Like all totalitarianisms, Islamism is nurtured by fears and frustrations. The hate preachers bet on these feelings in order to form battalions destined to impose a liberticidal and unegalitarian world. But we clearly and firmly state: nothing, not even despair, justifies the choice of obscurantism, totalitarianism and hatred. Islamism is a reactionary ideology which kills equality, freedom and secularism wherever it is present. Its success can only lead to a world of domination: man’s domination of woman, the Islamists’ domination of all the others. To counter this, we must assure universal rights to oppressed or discriminated people.

We reject « cultural relativism », which consists in accepting that men and women of Muslim culture should be deprived of the right to equality, freedom and secular values in the name of respect for cultures and traditions. We refuse to renounce our critical spirit out of fear of being accused of “Islamophobia”, an unfortunate concept which confuses criticism of Islam as a religion with stigmatisation of its believers.

We plead for the universality of freedom of expression, so that a critical spirit may be exercised on all continents, against all abuses and all dogmas.

We appeal to democrats and free spirits of all countries that our century should be one of Enlightenment, not of obscurantism.

12 signatures

Ayaan Hirsi Ali
Chahla Chafiq
Caroline Fourest
Bernard-Henri Lévy
Irshad Manji
Mehdi Mozaffari
Maryam Namazie
Taslima Nasreen
Salman Rushdie
Antoine Sfeir
Philippe Val
Ibn Warraq

Bravo. We need far, far more intellectual pushback against Islamism, the totalitarian political ideology that attempts to disguise itself as a world religion.

UPDATE: By way of Michelle Malkin, I see that Paul Belien of Brussels Journal has posted a critique of the Manifesto, which takes the Manifesto’s authors to task for conflating secular -isms with a theocratic one. To wit:

The above paragraphs clearly display the manifesto’s defects. While Islamism can be considered the perversion of religion, the three scourges of the 20th century – Fascism, Nazism (National-Socialism) and Stalinism – were secular ideologies. Neither Adolf Hitler nor Joseph Stalin were theocrats. It takes “French intellectuals” to use mankind’s experience with National-Socialism and Stalinism as motivation for a rallying cry to oppose “religious totalitarianism” and a call for “secular values,” which they hold to be “universal values.”

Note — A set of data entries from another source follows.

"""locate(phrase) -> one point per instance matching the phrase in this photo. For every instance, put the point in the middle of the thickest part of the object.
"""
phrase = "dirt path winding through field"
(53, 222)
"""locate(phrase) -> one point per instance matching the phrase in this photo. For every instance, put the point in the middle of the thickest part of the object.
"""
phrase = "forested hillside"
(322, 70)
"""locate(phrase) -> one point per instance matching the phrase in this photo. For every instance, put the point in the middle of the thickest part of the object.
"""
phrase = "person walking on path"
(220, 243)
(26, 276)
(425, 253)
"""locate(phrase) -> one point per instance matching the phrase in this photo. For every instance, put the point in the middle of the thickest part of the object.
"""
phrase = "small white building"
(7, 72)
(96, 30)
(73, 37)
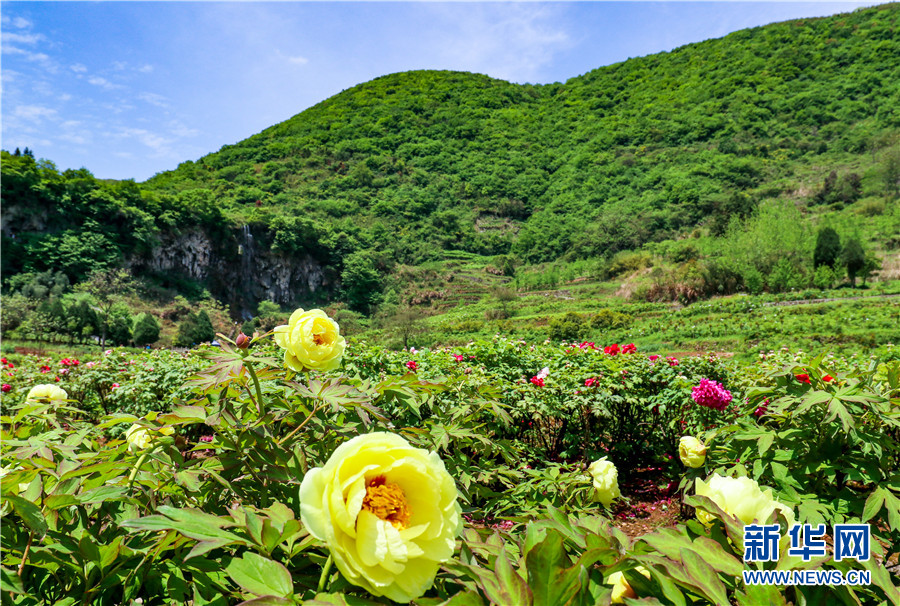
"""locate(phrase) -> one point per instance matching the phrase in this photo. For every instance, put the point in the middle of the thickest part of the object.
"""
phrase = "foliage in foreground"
(205, 506)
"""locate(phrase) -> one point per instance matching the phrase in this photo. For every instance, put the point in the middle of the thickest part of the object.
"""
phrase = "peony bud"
(692, 451)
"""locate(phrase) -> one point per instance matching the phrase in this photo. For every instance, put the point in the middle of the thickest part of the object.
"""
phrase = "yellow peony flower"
(311, 341)
(386, 510)
(606, 481)
(740, 497)
(139, 437)
(692, 451)
(47, 393)
(621, 588)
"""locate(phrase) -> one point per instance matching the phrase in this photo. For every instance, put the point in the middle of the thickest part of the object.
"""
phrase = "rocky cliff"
(240, 270)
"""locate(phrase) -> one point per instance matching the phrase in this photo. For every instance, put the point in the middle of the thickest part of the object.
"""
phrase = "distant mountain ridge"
(407, 165)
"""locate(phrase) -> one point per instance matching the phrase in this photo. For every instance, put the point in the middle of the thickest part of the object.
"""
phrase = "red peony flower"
(711, 394)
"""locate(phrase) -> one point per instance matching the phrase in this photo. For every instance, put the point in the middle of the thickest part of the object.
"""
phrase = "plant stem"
(135, 470)
(28, 548)
(259, 402)
(299, 427)
(323, 578)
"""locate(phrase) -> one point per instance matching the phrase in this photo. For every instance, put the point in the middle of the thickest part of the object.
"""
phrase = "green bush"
(146, 330)
(571, 327)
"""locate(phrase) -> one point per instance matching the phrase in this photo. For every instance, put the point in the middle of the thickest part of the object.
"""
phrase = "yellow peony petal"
(387, 511)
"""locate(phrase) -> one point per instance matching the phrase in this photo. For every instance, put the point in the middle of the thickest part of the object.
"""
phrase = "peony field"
(300, 467)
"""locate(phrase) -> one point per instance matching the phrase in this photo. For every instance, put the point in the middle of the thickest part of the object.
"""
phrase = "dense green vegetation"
(793, 125)
(203, 498)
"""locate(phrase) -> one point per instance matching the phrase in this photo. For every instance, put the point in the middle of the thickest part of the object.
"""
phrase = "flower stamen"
(387, 502)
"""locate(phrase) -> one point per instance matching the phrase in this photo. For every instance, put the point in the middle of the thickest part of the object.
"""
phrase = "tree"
(828, 248)
(405, 322)
(146, 330)
(360, 282)
(204, 331)
(107, 287)
(871, 265)
(853, 257)
(505, 296)
(119, 324)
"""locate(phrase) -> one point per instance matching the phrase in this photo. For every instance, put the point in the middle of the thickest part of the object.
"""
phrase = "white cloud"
(23, 38)
(103, 83)
(154, 141)
(34, 112)
(503, 40)
(180, 130)
(154, 99)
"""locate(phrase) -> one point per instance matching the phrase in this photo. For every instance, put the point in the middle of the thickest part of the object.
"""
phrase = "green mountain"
(410, 165)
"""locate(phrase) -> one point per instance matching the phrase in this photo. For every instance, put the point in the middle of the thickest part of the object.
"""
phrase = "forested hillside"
(802, 114)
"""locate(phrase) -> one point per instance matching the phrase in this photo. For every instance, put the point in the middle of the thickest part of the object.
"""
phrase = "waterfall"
(247, 251)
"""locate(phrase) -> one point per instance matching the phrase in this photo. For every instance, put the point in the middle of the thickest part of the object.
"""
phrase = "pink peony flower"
(711, 394)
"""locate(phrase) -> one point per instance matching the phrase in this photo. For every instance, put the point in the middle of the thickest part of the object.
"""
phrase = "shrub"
(146, 330)
(571, 327)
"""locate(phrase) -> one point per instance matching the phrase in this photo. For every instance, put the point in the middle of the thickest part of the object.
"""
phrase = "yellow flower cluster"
(140, 437)
(311, 341)
(387, 511)
(606, 481)
(692, 451)
(47, 393)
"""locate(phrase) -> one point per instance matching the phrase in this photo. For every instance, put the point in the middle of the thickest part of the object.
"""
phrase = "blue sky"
(129, 89)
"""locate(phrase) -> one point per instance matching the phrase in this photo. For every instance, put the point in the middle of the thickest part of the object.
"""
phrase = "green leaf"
(703, 576)
(551, 577)
(513, 587)
(10, 581)
(30, 514)
(261, 576)
(873, 504)
(765, 441)
(669, 542)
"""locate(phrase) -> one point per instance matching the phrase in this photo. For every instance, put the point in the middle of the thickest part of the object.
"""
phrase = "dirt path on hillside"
(811, 301)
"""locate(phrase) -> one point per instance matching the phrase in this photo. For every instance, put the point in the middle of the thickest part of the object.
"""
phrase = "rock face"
(239, 268)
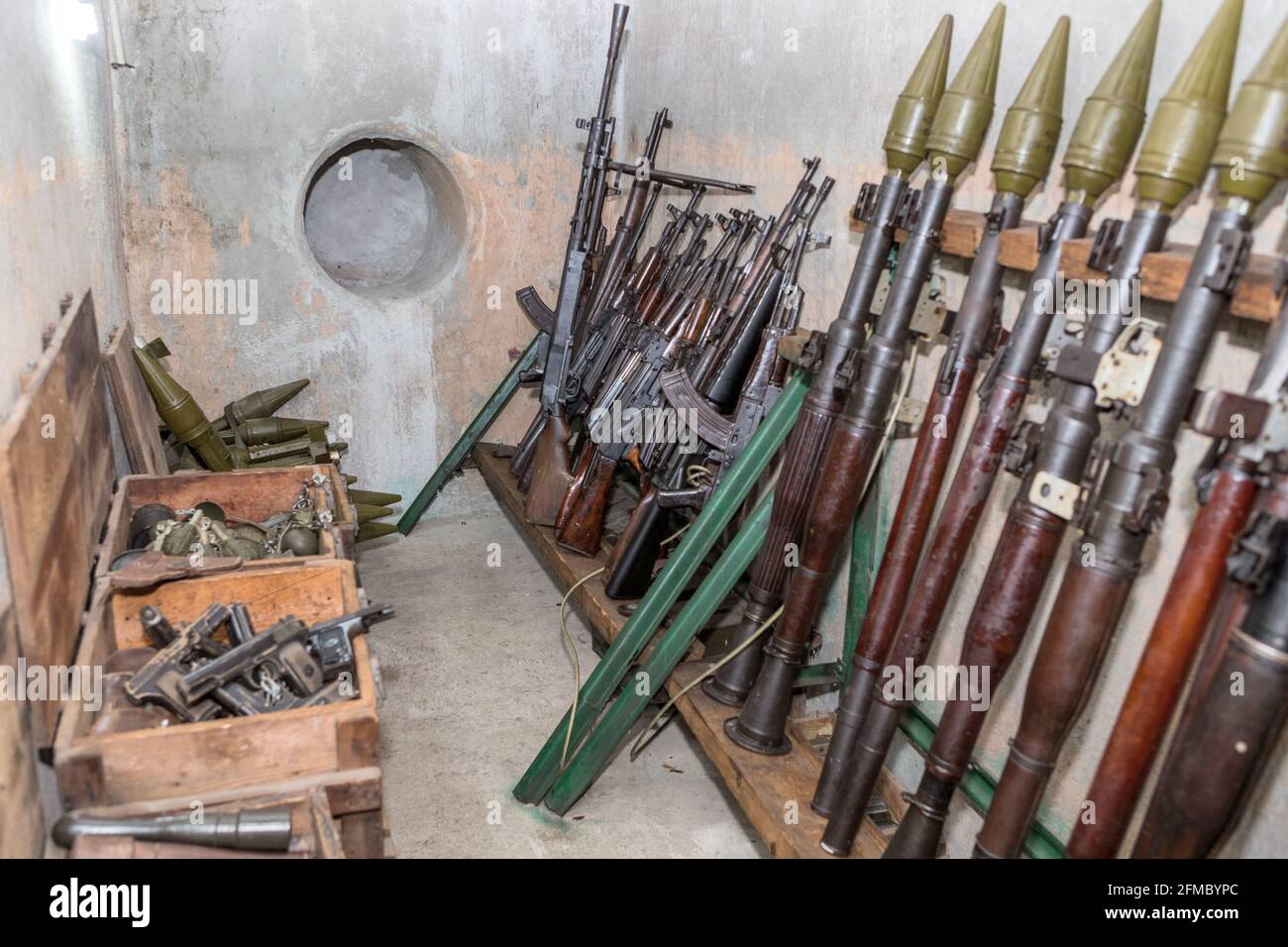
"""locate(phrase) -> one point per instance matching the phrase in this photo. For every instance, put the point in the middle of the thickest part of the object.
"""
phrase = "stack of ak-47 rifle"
(698, 330)
(664, 360)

There is no doubt that Islamism is a threat to freedom and human dignity. However, as we have warned before, some people – undoubtedly brave, but nevertheless mistaken – are prepared to destroy certain basic freedoms, such as freedom of education, in their fight against Islam and religion in general.

[…]

I cannot state this any better than Dr. Jos Verhulst, in his contribution to our Dutch-language section yesterday:

The great public secret behind the whole issue of the Danish cartoons is the following. Nowhere does the core text of the New Testament argue for censorship. There is not a single instance where the New Testament states that a non-Christian should be persecuted for his convictions or statements. With regard to those with whom it is not possible for Christians to co-exist, Christ simply preached secession: “And whosoever shall not receive you, nor hear your words, when ye depart out of that house or city, shake off the dust of your feet.” (Matthew, 10:14). On the other hand, Christ did not allow himself to be censored: He said what He had to say, He “insulted” and “offended” the pharisees, and for this He was persecuted and finally murdered. The core text of Islam is different. It explicitly calls for the persecution and submission through violence of all who hold other beliefs.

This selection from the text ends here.